Did you listen to Donald Trump’s speech to the NRA in Atlanta on Friday? It was the first time since Reagan that a president addressed this powerful lobby group, and Trump was in his element, firing up the crowd’s fear of immigrants and contrasting his own strongman tactics with the Obama administration’s failure, in the right’s imagination, to support police or veterans. And, yes, he reminded the crowd that he won in November, to the surprise of the media, and, just 100 days into the worst first 100 we’ve seen in modern history, he spoke about his plan to run in 2020.
So, there was a lot to unpack, but it doesn’t take much nuanced thinking to do it: more bluster, more opportunistic promises (Trump’s inconsistencies on gun control has garnered him derision among many gun rights advocates–but not enough to make him lose their vote.), more racism, and, always, always, always, the fearmongering. Though the Obama administration did virtually nothing–even in the aftermath of the Sandy Hook shootings of a room of kindergartners–to address gun control, Trump said that an “eight year assault on gun rights was ending and that the government would no longer be “coming after” law-abiding gun owners. Sure, that never happened, but whatever. The point is that Americans need to be afraid! “These are horrible times for certain, obvious reasons,” Trump told the crowd, who were able to fill in those “obvious reasons” themselves (immigrants, black people).
In some ways, I feel quite sorry for Trump supporters, who must be the most afraid people in America. For the Christians among them, this is an even more pitiful state, for they’ve chosen to exchange the confidence their faith promises for fear. That’s an act of disobedience, and the consequence is a life of constant suspicion, susceptibility to savior figures, a surrender of joy, and a failure to be spiritually prepared for suffering.
For Mennonites and other people of faiths that reject violence, one particular moment in Trump’s NRA speech reminds us that our religion is a currency, not a real consideration, in how politicians treat us. Trump promised to protect the “sacred right of self-defense for all of our citizens.”
Above, a close up of “the Crusader,” a tactical rifle with Psalm 144:1 (“Blessed by the Lord, my Rock, who trains my hands for war, my fingers for battle”) etched on one side; on the other is the Knights Templar Long Cross, a symbol of the Crusaders during their attempt to take the Holy Land from Muslim control. The gun was specifically designed with “Christian values” in mind, according to the Florida manufacturer.
For Mennonites, the “sacred right of self-defense” is an oxymoron. We might disagree about whether we ought to engage in self-defense at all and if, so, in under which circumstances and in which ways. We might disagree about whether guns can be used for that purpose and whether a gun itself invites such violence. We can argue about whether the Constitution gives us an individual right to handgun ownership or if it reserves the use of weapons for well-regulated militias.

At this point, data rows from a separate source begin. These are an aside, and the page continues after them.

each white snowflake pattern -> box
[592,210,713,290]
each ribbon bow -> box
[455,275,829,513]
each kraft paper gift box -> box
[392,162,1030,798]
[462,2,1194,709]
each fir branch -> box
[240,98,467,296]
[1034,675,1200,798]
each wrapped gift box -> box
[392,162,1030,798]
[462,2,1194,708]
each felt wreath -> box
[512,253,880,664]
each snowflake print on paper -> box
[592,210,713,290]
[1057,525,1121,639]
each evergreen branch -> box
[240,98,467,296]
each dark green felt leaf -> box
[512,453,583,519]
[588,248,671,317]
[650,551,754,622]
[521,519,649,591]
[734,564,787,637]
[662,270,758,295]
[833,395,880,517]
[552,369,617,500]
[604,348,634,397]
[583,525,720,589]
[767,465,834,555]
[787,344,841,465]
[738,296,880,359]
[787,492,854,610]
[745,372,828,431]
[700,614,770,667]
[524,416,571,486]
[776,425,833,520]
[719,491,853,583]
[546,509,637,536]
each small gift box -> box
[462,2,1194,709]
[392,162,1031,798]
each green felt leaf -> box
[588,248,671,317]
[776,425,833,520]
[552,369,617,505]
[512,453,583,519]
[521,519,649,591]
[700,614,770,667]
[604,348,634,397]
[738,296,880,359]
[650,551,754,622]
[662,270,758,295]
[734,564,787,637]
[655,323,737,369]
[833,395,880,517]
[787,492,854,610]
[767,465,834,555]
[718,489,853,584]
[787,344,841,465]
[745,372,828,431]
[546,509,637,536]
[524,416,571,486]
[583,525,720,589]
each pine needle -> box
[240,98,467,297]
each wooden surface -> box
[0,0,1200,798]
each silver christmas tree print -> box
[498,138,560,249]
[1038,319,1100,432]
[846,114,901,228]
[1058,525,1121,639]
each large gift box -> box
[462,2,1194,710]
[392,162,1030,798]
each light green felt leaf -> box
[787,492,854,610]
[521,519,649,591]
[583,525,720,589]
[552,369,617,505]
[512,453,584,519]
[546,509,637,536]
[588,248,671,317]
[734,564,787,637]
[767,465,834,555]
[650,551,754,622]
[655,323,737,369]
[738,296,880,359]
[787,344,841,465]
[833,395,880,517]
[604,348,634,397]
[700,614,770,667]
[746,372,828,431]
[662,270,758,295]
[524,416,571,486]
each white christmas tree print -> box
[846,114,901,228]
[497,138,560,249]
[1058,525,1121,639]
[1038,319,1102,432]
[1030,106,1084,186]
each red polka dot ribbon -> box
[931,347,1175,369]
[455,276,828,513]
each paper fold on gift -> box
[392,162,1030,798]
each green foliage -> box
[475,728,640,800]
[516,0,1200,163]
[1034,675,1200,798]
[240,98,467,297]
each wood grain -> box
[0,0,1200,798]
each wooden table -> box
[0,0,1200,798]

But what we can’t disagree on, I think, is the idea that our right to kill another person, for any reason, is a “sacred right.” We have no models of “sacred self-defense” in the teaching of Jesus, and we have the most important model–of Jesus’ death–that counters this. Unlike most white Americans, early Christians had reason to be afraid, for their lives were in constant danger. And, yet, still, they are told over and over not to live in fear but in joy. Our “sacred right” isn’t an uninformed optimism that we will always be safe; it’s that we will always be loved–and that we experience that love more fully (and share it more generously) when we surrender our fear.